There is also a consensus that legal professionals have inadequate familiarity with e-discovery technologies, as exactly 70 percent of respondents disagreed that attorneys have sufficient knowledge to obtain necessary information without undue cost and delay, and exactly 70 percent of respondents disagreed that judges have sufficient knowledge to rule appropriately in discovery disputes.

In terms of the level of information provided by the opposing party, nearly 65 percent of respondents indicated that their company usually has sufficient information about the claim(s) to implement an adequate but targeted litigation hold. However, respondents are split on whether their company usually has sufficient information from an e-discovery request to conduct a reasonable search.

Respondents would like to see clear, streamlined, and binding e-discovery rules based on "reasonableness" rather than "technical feasibility." One respondent commented: "As a general matter, for commercial contract disputes, the costs and abuses generated by unlimited e-discovery eclipse any true value in the discovery obtained."

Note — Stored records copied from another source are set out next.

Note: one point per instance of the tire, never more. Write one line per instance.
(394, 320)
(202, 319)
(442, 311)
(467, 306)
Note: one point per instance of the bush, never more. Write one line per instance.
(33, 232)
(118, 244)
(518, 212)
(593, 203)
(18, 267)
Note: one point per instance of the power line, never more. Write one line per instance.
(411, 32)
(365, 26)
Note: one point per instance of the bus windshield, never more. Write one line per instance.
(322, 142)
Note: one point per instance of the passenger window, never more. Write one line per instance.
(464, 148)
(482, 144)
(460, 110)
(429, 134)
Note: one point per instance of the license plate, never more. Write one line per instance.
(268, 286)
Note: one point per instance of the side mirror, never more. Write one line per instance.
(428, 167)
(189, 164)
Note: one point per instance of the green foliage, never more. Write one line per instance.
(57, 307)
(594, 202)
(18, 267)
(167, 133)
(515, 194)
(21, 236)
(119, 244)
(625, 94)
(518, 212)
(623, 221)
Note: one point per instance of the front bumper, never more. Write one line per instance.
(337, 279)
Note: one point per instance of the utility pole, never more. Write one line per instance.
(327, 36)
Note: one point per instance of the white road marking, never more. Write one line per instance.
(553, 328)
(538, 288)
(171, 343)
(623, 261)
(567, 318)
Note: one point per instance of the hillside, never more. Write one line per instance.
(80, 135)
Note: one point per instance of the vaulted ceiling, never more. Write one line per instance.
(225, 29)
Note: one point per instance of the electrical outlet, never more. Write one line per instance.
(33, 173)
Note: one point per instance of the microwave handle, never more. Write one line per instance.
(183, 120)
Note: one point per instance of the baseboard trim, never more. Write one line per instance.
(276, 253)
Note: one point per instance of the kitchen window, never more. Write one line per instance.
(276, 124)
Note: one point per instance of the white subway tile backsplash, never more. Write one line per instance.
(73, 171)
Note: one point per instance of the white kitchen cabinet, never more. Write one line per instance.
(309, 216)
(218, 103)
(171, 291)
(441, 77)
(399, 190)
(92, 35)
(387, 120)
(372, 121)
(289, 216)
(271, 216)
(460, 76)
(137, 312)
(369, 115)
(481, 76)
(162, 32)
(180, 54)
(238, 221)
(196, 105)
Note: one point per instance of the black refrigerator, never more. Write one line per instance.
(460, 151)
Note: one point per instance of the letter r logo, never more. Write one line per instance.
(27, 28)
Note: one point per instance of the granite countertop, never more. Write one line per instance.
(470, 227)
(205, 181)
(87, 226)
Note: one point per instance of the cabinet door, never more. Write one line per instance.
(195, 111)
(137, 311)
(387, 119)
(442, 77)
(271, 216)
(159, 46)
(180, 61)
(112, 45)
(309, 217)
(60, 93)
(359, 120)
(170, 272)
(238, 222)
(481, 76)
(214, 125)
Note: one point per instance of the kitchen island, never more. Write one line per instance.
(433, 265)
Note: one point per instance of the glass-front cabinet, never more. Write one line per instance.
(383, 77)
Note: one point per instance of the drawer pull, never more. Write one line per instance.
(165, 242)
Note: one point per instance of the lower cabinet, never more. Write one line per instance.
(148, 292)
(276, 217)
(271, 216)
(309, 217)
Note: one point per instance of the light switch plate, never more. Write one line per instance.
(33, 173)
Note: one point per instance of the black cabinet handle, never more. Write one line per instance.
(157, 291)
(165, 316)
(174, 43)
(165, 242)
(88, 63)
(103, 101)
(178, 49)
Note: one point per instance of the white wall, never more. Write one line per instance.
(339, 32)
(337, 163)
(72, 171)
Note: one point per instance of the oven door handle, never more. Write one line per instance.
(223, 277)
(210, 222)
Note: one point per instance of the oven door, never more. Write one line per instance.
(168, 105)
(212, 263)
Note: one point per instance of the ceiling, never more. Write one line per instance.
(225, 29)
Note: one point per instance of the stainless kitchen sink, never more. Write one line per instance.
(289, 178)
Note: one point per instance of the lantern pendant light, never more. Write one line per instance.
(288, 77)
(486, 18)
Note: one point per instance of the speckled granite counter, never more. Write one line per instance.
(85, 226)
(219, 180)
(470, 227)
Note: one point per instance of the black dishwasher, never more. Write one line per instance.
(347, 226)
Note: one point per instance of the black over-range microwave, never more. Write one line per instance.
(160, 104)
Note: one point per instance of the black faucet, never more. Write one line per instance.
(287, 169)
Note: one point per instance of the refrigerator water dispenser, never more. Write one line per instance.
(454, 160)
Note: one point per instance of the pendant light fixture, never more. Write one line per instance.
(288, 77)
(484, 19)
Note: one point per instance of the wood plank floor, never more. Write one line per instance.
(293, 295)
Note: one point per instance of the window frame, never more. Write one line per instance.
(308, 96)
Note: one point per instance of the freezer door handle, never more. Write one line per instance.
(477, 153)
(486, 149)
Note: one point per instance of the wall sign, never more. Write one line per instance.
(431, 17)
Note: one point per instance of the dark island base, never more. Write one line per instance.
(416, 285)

A majority of respondents (62 percent) believe that greater court involvement in "crafting an e-discovery plan prior to a dispute would improve the process." With respect to sanctions, a majority of respondents (56 percent) disagreed that "motions for sanctions are a useful tool in responding to e-discovery abuse." Nevertheless, a majority (53 percent) did agree that "the threat of sanctions is a significant consideration in my company's e-discovery decisions."

While acknowledging the benefits of alternative dispute resolution ("ADR"), respondents had mixed reactions on its overall utility.

For nearly 85 percent of respondent companies, less than one-third of the company's civil caseload has been handled exclusively through an ADR process rather than the courts in the last five years. On average, ADR was contractual or by agreement of the parties in 71 percent of a company's cases, and court-ordered in 29 percent of cases. On average, ADR consisted of mediation in 59 percent of a company's cases, arbitration in 39 percent of cases, and some other form of dispute resolution in 2 percent of cases.

Of respondents who reported that a percentage of their company's caseload was handled in mediation, a strong majority believe that mediation involves shorter disposition times (83 percent) and lower overall costs (80 percent) than litigation. Moreover, a majority (61 percent) believe that there is no difference in the fairness of the two processes.

Of respondents who reported that a percentage of their company's caseload was handled in arbitration, a weaker majority believe that arbitration involves shorter disposition times (63 percent) and lower overall costs (55 percent) than litigation. Moreover, a plurality (47 percent) believe that there is no difference in the fairness of the two processes, but a significant portion (37 percent) find arbitration to be less procedurally fair.

The comments on ADR varied. Some respondents noted that the marginal time and cost benefits of ADR are decreasing, as ADR has assumed many of the attributes of litigation. There are additional benefits, such as a non-public process and more limited exposure, but also additional drawbacks, such as inconsistencies in the quality of the decision-maker, the procedures employed, and the extent to which the law is followed.